Prestes a realizar viagem à Rússia, aonde chega hoje, o presidente Jair Bolsonaro minimizou a tensão entre o país e a vizinha Ucrânia. Em conversa com apoiadores na entrada do Palácio da Alvorada, ele afirmou querer a paz, mas disse que “o mundo todo tem seus problemas” e citou exemplos históricos de um país anexando terras de outro. A viagem ocorre em meio a alertas de países ocidentais sobre uma “iminente” invasão da Ucrânia pela Rússia.

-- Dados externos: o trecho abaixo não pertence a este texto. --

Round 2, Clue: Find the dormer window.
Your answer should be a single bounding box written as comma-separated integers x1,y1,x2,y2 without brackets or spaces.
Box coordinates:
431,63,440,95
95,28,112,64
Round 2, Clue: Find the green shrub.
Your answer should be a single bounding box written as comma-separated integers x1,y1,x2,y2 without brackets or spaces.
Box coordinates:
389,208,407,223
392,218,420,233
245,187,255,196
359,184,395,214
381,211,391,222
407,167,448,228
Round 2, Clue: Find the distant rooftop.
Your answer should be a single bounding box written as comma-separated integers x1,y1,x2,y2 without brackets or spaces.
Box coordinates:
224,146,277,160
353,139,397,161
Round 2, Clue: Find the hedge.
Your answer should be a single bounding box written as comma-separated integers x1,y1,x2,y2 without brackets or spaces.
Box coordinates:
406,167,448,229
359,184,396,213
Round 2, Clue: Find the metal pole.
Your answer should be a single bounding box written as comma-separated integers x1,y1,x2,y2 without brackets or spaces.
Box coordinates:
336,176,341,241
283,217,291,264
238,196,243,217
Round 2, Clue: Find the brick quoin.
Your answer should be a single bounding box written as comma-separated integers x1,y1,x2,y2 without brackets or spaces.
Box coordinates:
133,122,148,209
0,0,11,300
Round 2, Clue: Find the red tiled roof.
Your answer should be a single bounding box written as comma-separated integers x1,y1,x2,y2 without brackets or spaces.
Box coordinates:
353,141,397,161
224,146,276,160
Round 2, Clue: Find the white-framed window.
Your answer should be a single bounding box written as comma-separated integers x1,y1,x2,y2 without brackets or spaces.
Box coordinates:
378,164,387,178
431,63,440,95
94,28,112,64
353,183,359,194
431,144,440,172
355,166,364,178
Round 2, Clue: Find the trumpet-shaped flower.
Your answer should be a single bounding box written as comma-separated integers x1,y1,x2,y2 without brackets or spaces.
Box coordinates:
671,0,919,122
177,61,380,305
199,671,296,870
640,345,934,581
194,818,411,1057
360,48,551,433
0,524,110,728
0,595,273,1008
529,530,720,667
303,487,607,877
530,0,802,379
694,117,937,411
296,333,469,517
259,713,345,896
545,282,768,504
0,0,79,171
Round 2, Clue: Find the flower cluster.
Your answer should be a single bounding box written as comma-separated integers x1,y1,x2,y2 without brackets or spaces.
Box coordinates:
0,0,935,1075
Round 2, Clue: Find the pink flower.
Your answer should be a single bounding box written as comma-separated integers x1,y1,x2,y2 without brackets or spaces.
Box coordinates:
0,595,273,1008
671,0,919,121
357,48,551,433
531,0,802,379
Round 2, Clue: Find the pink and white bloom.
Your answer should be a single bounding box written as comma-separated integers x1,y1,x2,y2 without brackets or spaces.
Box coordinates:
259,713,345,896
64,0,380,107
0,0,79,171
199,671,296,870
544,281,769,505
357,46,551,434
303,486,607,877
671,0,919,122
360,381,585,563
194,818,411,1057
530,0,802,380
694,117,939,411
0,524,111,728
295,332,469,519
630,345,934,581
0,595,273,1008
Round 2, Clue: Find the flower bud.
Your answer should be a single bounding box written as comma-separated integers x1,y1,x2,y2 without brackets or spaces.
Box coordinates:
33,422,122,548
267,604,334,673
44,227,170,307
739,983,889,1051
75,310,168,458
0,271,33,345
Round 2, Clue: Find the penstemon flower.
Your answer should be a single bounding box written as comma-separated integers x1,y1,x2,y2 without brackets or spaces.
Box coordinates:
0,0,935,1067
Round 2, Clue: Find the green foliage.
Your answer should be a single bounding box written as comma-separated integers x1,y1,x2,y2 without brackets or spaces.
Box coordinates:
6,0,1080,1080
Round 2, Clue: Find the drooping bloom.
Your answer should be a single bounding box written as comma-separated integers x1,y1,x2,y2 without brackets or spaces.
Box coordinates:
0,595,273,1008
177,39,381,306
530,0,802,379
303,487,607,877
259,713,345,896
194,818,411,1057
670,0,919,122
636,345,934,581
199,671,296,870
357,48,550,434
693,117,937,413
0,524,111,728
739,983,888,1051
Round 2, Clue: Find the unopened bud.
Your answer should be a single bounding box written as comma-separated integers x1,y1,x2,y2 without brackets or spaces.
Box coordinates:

Bolsonaro não mencionou a anexação da Crimeia, que havia sido cedida à Ucrânia na era soviética, pela Rússia em 2014. Ele citou outros episódios, como o das Ilhas Malvinas, ocupadas pelo Reino Unido no século XIX e que a Argentina até hoje quer de volta, já tendo inclusive iniciado uma guerra há 40 anos com esse objetivo, que acabou com vitória dos britânicos. Mencionou o próprio Brasil, que perdeu o Uruguai, que já foi uma província brasileira, mas, por outro lado, ganhou o Acre, que pertencia à Bolívia. Falou ainda do Essequibo, região da Guiana cobiçada pela Venezuela; e da parte dos EUA que pertencia ao México e foi anexada após uma guerra no século XIX.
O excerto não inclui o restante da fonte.